Saturday, April 17, 2010

Farm Fresh Poached Eggs

After watching the movie Julie & Julia (not reading Mastering the Art of French Cooking) one fact sticks in my head: the key to poached eggs is freshness. A pot of simmering water is needed and gentle stirring, but the true key to making the perfect poached egg is freshness.

A hen typically lays one egg at the same time everyday and at 10 am every morning my lovely Chicken Nugget is kind enough to lay me one large brown egg. Today I collected that egg, brought it into the house and made the most perfect poached egg I've ever seen or tasted. Perfectly held together with thick whites and when cut open the bright orange yolk is still gooey and full of flavor. It is necessary to boil a fresh egg longer because it is denser and takes a minute longer to cook, but you easily get that perfect, still liquid yolk with a hint of firmness on the outside edge.

Fresh eggs have bright orange yolks, thick clear whites and when boiled the whole thing sticks together. BFL (Before Farm Life) I can remember struggling to make a good poached egg, not the perfect poached egg, but a good one and never quite succeeded. My poached eggs would be stringy and the whites would leave a thick film on the water and the pot. The yolk was a pale yellow turning quickly to stone in the boiling water while the whites were thin with no adhesion. I always blamed myself for the poor poached eggs and even went so far as to buy a poacher; which is a tray that sits on top of the boiling water and forces the eggs to stay together. It's all a farce! You don't need a poacher, there's no special swirling method, no preferred boiling point, no unique water, it doesn't matter how you crack it or if you crack it into a bowl first: it's all in the egg.

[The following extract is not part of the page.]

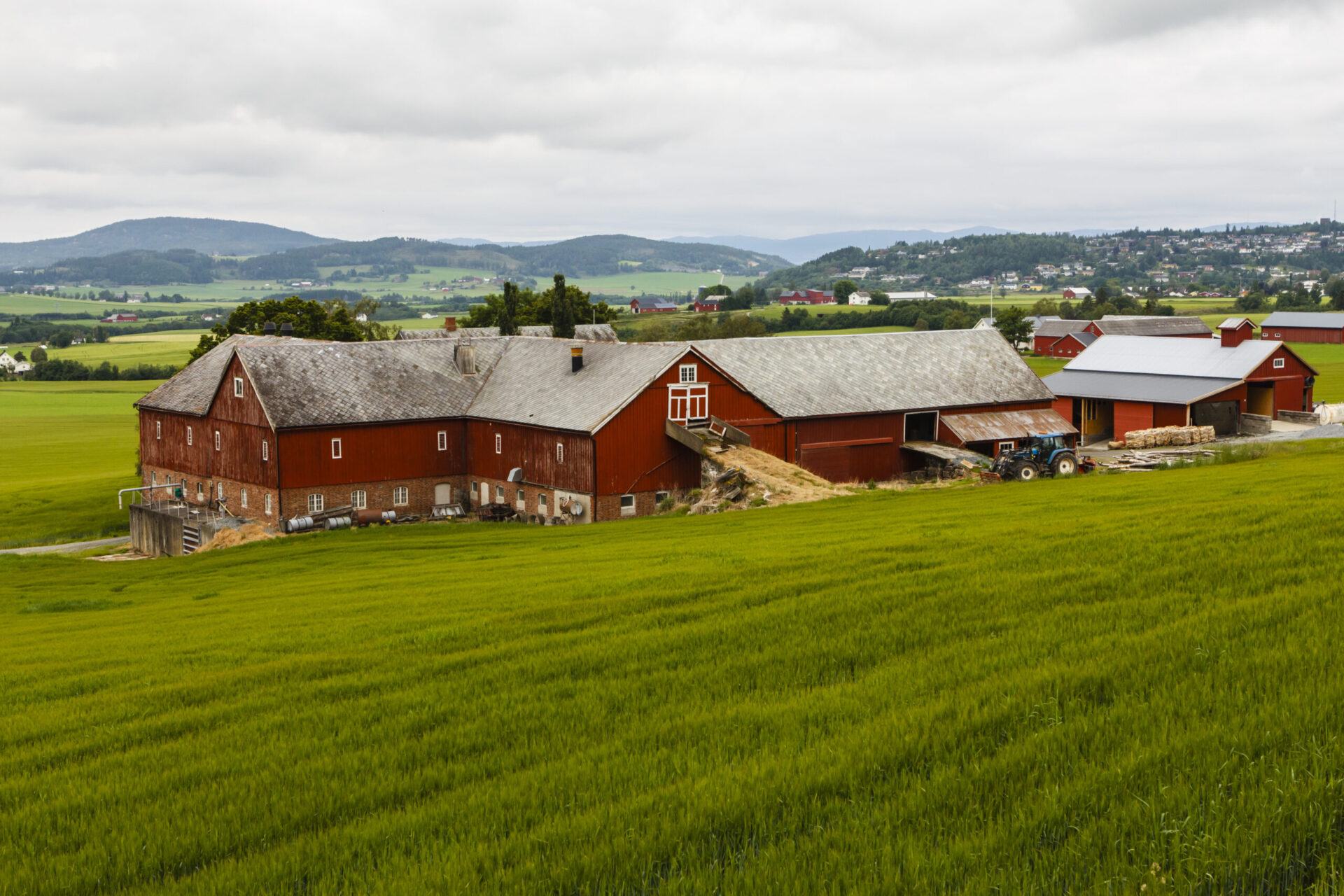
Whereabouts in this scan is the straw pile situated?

After I ate my egg and returned to the kitchen to clean up I found the water in the pot perfectly clear. You wouldn't know that I'd just poached an egg. I still washed the pot, but it wasn't a struggle to scrub and rinse and scourer the dried bits of egg white. Also, with the fresh egg it doesn't fall apart the instant it leaves the shell. The egg wants to stay together as the orange yolk sits high and proud on top of its  throne of tenacious whites.

Some people worry that farm eggs aren't commercially produced and therefore not safe to eat. I have never gotten sick from eating a single egg from Nugget. I have a super sensitive tummy that does not take well to drinking the tap water from Port Colborne, so if there was a hint of something unseemly in these eggs my body would have given me the message loud and clear.

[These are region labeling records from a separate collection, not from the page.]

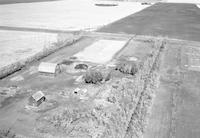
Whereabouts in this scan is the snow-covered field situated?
[0,0,149,30]
[0,30,57,68]
[74,39,126,64]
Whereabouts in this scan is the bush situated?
[74,64,88,70]
[84,70,103,84]
[115,61,138,75]
[0,129,16,138]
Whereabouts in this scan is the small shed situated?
[38,62,61,76]
[29,91,46,107]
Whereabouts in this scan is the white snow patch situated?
[0,0,149,30]
[74,40,126,64]
[0,30,57,68]
[167,0,200,4]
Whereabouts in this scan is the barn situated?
[28,91,46,107]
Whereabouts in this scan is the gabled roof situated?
[32,91,44,101]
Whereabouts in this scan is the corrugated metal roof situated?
[32,91,44,101]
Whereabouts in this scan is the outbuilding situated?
[29,91,46,107]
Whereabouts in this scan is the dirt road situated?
[144,40,200,138]
[98,3,200,41]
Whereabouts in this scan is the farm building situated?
[29,91,46,107]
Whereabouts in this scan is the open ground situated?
[0,0,200,138]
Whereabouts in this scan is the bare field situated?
[0,36,162,138]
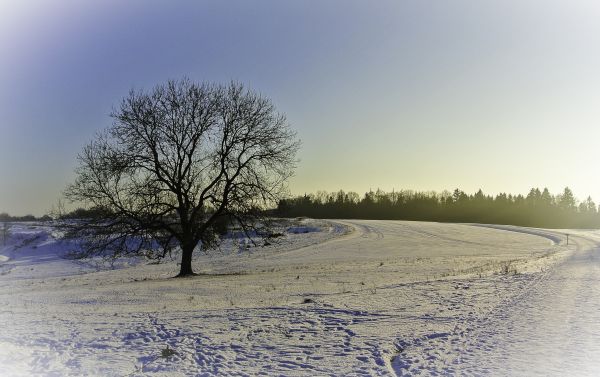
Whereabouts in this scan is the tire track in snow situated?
[391,232,600,376]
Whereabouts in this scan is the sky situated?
[0,0,600,215]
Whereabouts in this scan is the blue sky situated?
[0,0,600,214]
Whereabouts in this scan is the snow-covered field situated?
[0,220,600,376]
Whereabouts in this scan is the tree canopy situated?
[66,79,299,276]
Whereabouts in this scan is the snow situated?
[0,219,600,376]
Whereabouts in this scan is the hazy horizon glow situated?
[0,0,600,215]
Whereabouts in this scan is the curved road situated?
[392,229,600,376]
[461,236,600,376]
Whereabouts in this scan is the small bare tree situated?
[65,79,299,276]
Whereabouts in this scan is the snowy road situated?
[464,237,600,376]
[0,220,600,377]
[395,229,600,376]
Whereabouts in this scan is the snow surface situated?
[0,219,600,376]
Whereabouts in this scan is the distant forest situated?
[277,188,600,228]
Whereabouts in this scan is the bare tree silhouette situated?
[65,79,299,276]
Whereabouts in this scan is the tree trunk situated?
[177,245,195,277]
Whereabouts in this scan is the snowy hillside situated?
[0,220,600,376]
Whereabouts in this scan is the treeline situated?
[277,188,600,228]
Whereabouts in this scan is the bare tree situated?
[65,79,299,276]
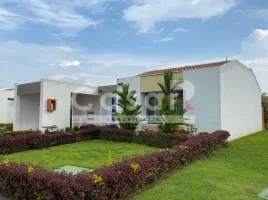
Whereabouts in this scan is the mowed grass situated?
[3,140,159,169]
[133,131,268,200]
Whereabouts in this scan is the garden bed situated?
[0,129,230,200]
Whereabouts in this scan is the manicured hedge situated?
[100,128,191,148]
[0,131,230,200]
[0,123,13,133]
[1,130,41,136]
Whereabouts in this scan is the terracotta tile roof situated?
[138,61,230,76]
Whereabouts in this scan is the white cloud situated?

Farm eggs are fresh. That's all. If the chicken is kept in a clean area the eggs will be clean too. The only time there is poop on the eggs is when it happens after the egg is laid. Nugget lays her eggs in the clean fresh straw in the bottom of the bunny hutch and each egg is clean and fresh. I've never pulled an egg out dirty, because Nugget is free range and doesn't spend all her time sitting in the same place eating and laying. She's a social butterfly who enjoys all day outdoor adventures, long walks with her friends and breakfast served everyday on the patio.

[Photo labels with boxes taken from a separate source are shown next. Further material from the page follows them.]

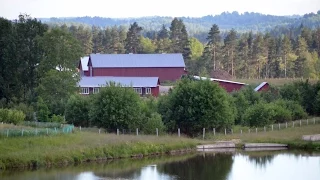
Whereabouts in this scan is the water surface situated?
[0,151,320,180]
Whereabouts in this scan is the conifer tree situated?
[125,22,142,54]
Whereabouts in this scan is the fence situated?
[75,117,320,139]
[0,117,320,139]
[0,122,74,138]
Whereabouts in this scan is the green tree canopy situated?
[89,82,141,131]
[159,79,234,135]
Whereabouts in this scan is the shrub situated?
[0,109,26,124]
[50,114,64,123]
[244,102,292,127]
[159,79,234,135]
[244,103,274,127]
[142,113,165,134]
[66,94,90,127]
[274,100,308,120]
[89,83,141,130]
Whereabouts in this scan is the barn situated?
[78,76,160,97]
[193,76,247,92]
[78,54,186,81]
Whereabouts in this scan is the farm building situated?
[78,54,186,81]
[193,76,247,92]
[78,76,160,97]
[254,82,269,92]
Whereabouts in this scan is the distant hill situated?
[40,11,320,39]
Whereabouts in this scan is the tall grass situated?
[0,132,199,169]
[233,78,318,86]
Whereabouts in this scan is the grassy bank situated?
[207,124,320,151]
[233,78,318,86]
[0,132,199,169]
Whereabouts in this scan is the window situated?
[93,88,100,94]
[80,88,89,94]
[146,88,151,94]
[133,88,142,94]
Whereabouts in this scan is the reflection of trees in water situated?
[249,155,275,168]
[158,154,233,180]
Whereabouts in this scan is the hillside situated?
[40,11,320,35]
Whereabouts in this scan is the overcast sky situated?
[0,0,320,19]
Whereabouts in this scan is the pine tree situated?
[157,24,169,40]
[295,37,308,77]
[281,36,292,78]
[224,29,237,77]
[125,22,142,54]
[170,18,191,60]
[206,24,221,70]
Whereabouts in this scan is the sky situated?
[0,0,320,19]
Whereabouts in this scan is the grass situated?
[0,132,199,169]
[233,78,318,86]
[207,124,320,151]
[0,119,320,169]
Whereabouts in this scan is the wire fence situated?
[74,117,320,139]
[0,122,74,138]
[0,117,320,139]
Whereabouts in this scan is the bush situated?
[66,94,90,127]
[269,103,292,123]
[274,100,308,120]
[159,79,234,135]
[50,114,64,123]
[244,102,292,127]
[142,113,165,134]
[14,103,34,121]
[243,103,274,127]
[0,109,26,124]
[89,83,142,131]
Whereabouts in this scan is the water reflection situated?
[0,151,320,180]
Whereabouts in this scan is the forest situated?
[0,14,320,134]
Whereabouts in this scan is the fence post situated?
[202,128,206,140]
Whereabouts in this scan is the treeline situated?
[66,78,320,136]
[0,15,84,123]
[41,11,320,37]
[0,15,320,134]
[56,18,320,78]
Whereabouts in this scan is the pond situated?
[0,151,320,180]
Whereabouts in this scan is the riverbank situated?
[0,124,320,169]
[206,124,320,151]
[0,132,200,169]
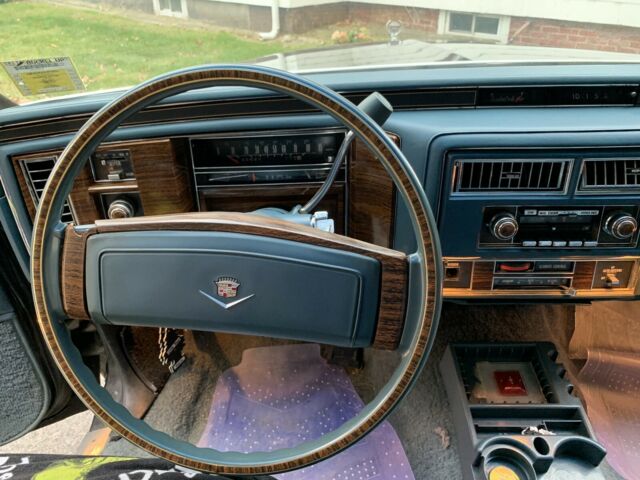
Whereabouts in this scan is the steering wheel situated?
[31,65,442,474]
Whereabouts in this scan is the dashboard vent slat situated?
[453,159,572,194]
[578,158,640,192]
[20,156,73,223]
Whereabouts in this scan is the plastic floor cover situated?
[198,344,414,480]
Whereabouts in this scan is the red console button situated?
[493,370,527,397]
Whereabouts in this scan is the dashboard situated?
[0,65,640,301]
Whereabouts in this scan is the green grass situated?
[0,0,313,101]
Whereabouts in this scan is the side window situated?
[153,0,189,18]
[438,10,510,42]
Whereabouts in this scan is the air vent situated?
[454,159,571,194]
[578,158,640,192]
[21,156,73,223]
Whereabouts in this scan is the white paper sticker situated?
[2,57,84,95]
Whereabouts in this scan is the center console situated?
[439,142,640,299]
[440,342,606,480]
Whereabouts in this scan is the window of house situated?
[438,11,509,41]
[153,0,189,17]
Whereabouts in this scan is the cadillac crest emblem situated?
[215,277,240,298]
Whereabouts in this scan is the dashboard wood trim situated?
[60,225,95,320]
[12,138,194,224]
[347,134,400,247]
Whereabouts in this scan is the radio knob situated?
[107,199,135,219]
[491,213,518,240]
[605,213,638,240]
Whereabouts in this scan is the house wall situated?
[509,17,640,53]
[94,0,640,53]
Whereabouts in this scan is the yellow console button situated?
[489,465,521,480]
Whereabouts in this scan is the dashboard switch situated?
[107,199,135,219]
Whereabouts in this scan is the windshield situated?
[0,0,640,103]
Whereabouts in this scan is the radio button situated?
[604,212,638,240]
[491,213,518,241]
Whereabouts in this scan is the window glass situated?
[474,15,500,35]
[449,13,473,33]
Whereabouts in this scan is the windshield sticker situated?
[2,57,84,96]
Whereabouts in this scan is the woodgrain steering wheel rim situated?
[31,65,442,474]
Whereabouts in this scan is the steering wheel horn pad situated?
[31,65,442,474]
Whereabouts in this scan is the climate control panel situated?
[478,205,639,249]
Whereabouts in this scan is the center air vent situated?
[578,158,640,192]
[454,159,572,194]
[21,155,73,223]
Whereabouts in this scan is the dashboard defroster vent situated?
[578,158,640,192]
[20,155,73,223]
[453,158,571,194]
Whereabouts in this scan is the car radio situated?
[478,205,638,249]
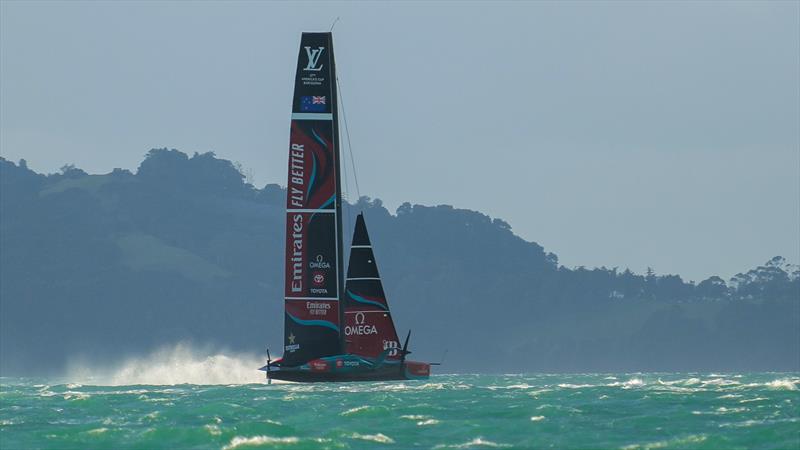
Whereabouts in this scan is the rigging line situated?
[336,76,361,200]
[338,74,352,250]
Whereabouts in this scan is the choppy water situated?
[0,373,800,450]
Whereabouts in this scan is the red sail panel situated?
[283,33,342,366]
[344,214,401,361]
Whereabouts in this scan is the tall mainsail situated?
[344,214,401,362]
[282,33,344,366]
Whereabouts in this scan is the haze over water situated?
[0,348,800,450]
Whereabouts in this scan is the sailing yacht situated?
[259,33,431,382]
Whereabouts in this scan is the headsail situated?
[282,33,343,366]
[344,214,400,361]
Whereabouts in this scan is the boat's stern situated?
[405,361,431,380]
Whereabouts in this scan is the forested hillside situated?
[0,149,800,375]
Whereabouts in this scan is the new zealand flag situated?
[300,95,328,112]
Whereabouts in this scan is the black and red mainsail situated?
[261,33,430,381]
[282,33,344,366]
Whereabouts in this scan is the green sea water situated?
[0,373,800,450]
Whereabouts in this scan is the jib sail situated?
[344,214,400,361]
[282,33,343,366]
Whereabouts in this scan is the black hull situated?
[268,370,413,383]
[261,355,431,383]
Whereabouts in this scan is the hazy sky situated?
[0,1,800,280]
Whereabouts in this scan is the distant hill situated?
[0,149,800,375]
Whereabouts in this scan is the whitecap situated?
[620,434,706,450]
[400,414,430,420]
[417,419,439,427]
[739,397,769,403]
[339,405,371,416]
[222,436,300,450]
[350,433,394,444]
[433,437,511,449]
[766,378,797,391]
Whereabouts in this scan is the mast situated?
[328,33,346,354]
[281,33,344,366]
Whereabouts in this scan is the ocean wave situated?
[348,433,394,444]
[417,419,439,427]
[65,343,264,387]
[433,437,511,449]
[766,378,800,391]
[339,405,371,416]
[620,434,707,450]
[222,436,300,450]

Today I reached a lifelong goal. Today is the day I made the perfect poached egg and I couldn't have done it without my friendly, faithful and devoted Chicken Nugget. Of all the things Nugget has taught me her eggs have taught me a little more.

2 comments:

Chris said...

Yum! All I can think about now is how good a farm-fresh poached egg on an English muffin would taste right now.

Anonymous said...

I went out to feed this morning and I caught her in the act of laying. I guess she lays at 8am not 10! I just like to sleep in.